Parliament, feeling it had been deceived, refused to consider the matter and on 17 June 1964 created the first parliamentary inquiry committee in its history, following a proposal by National Councillor Kurt Furgler, who became its president. The report delivered on 1 September was damning: the Military Department was accused of having deceived the government, the legislature, and public opinion. On 24 September, the Chambers reduced the number of aircraft from 100 to 57. In the end, there were only 36 fighter aircraft, as the desired multi-role capability proved impossible; 12 aircraft were assigned to reconnaissance and the others to pilot training.

== Consequences ==
Those responsible were sanctioned. Divisionnaire Etienne Primault, chief of aviation, was suspended and the chief of the general staff, Jakob Annasohn, was dismissed from his functions. The head of the Military Department, Paul Chaudet, whose resignation had been demanded by several parliamentarians, chose not to seek a new term in 1966. From a military perspective, the affair called into question the defence concept chosen in 1961.

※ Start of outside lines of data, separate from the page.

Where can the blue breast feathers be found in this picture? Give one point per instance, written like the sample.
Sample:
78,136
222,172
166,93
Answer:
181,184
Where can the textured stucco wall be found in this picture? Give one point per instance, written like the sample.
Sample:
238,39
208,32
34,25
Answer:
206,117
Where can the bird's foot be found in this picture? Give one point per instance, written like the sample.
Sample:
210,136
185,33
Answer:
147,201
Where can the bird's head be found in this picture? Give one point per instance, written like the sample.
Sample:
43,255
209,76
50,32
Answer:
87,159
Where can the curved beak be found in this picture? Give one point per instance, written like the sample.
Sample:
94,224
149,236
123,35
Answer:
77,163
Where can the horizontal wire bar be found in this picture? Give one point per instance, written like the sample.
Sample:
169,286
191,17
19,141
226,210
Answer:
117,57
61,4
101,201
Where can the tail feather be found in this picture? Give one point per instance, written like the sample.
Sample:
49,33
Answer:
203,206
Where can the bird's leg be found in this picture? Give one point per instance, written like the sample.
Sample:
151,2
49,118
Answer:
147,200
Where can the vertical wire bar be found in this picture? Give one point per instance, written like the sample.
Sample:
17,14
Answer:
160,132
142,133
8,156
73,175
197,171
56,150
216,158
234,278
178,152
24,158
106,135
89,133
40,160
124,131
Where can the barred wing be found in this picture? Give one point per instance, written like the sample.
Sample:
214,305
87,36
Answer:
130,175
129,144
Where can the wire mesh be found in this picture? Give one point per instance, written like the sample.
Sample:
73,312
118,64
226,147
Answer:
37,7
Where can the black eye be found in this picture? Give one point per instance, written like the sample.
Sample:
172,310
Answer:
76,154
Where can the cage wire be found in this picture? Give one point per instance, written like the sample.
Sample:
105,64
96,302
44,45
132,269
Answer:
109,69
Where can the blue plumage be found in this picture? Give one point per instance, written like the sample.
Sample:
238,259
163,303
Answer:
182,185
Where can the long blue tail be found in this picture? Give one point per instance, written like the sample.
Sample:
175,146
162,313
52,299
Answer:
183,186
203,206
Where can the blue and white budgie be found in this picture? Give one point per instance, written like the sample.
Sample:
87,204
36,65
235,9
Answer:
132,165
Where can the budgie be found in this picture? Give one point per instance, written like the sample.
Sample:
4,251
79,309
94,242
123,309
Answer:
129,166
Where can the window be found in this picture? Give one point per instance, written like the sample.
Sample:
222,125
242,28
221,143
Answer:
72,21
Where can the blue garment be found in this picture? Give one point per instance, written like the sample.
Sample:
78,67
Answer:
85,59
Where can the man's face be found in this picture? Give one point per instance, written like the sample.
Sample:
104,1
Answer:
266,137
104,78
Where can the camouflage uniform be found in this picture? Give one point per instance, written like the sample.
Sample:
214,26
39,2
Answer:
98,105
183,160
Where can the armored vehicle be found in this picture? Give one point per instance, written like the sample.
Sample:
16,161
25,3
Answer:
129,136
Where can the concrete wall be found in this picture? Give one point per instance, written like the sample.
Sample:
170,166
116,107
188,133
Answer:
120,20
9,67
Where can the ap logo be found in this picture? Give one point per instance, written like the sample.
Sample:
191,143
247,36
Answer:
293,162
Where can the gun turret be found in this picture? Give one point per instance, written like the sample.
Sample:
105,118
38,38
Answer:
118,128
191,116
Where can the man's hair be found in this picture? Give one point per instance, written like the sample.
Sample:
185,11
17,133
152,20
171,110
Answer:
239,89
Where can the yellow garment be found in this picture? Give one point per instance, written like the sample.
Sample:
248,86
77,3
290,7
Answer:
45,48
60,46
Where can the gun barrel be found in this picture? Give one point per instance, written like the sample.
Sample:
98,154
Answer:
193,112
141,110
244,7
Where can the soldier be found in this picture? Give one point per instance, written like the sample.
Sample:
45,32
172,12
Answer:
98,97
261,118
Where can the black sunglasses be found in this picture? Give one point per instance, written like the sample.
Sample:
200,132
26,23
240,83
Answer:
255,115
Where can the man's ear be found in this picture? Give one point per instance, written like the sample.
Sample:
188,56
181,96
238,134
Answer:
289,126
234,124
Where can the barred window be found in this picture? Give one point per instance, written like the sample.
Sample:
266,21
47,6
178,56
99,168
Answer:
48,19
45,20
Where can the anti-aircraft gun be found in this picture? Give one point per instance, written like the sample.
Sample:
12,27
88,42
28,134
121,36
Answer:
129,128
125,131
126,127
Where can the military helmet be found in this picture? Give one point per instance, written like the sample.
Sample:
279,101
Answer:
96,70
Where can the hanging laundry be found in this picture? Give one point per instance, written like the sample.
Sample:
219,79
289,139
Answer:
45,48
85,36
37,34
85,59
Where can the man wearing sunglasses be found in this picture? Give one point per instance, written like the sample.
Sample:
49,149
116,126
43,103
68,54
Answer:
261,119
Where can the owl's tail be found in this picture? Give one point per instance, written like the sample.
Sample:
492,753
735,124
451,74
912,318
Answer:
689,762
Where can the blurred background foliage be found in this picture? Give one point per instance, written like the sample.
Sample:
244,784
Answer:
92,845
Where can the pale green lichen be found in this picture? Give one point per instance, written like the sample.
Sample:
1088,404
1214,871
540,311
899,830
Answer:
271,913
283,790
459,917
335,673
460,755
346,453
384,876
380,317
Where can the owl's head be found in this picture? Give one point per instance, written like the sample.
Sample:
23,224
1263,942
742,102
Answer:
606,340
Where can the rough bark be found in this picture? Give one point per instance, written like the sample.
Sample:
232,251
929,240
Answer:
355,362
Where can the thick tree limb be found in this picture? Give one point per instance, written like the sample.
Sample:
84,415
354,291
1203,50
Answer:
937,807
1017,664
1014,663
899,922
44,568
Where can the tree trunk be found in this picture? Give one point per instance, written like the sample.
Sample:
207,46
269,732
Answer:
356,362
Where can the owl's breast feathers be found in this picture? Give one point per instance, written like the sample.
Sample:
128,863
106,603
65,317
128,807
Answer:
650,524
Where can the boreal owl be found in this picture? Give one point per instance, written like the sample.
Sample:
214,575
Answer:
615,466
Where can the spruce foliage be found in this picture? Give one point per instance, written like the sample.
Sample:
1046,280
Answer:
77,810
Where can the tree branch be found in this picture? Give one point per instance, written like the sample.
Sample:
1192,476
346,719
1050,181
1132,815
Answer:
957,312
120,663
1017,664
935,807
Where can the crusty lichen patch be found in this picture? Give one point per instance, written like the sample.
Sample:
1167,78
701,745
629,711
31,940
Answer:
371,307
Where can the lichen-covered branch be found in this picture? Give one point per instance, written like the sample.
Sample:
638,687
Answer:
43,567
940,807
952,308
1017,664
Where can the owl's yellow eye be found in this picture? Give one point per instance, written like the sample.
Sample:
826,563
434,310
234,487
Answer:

To prevent such a situation from recurring, parliamentary oversight was strengthened (for example, through the creation of the Documentation Service of the Federal Assembly) and the Military Department was given the organizational and expertise resources necessary for the preparation of such projects.

== See also ==

- Arthur Moll
- History of the Swiss Air Force

== Bibliography ==

- Geiger, Willi: "Der Mirage-Konflikt. Seine Entstehung, Lösung und grundsätzliche Bedeutung", in: Annuaire suisse de science politique, 5, 1965, pp. 90–99.
- Urio, Paolo: L'affaire des Mirages. Décision administrative et contrôle parlementaire, 1972.
- Braun, Peter: Der Bogen darf nicht überspannt werden. Die Suche nach einer neuen Luftverteidigungskonzeption Ende der fünfziger Jahre und die Beschaffung des Mirage III S, master's thesis, University of Zurich, 2000.
- Braun, Peter: "Die Nuklearbewaffnungsoption der Mirage III S", in: ASMZ, 166/4, 2000, pp. 12–13.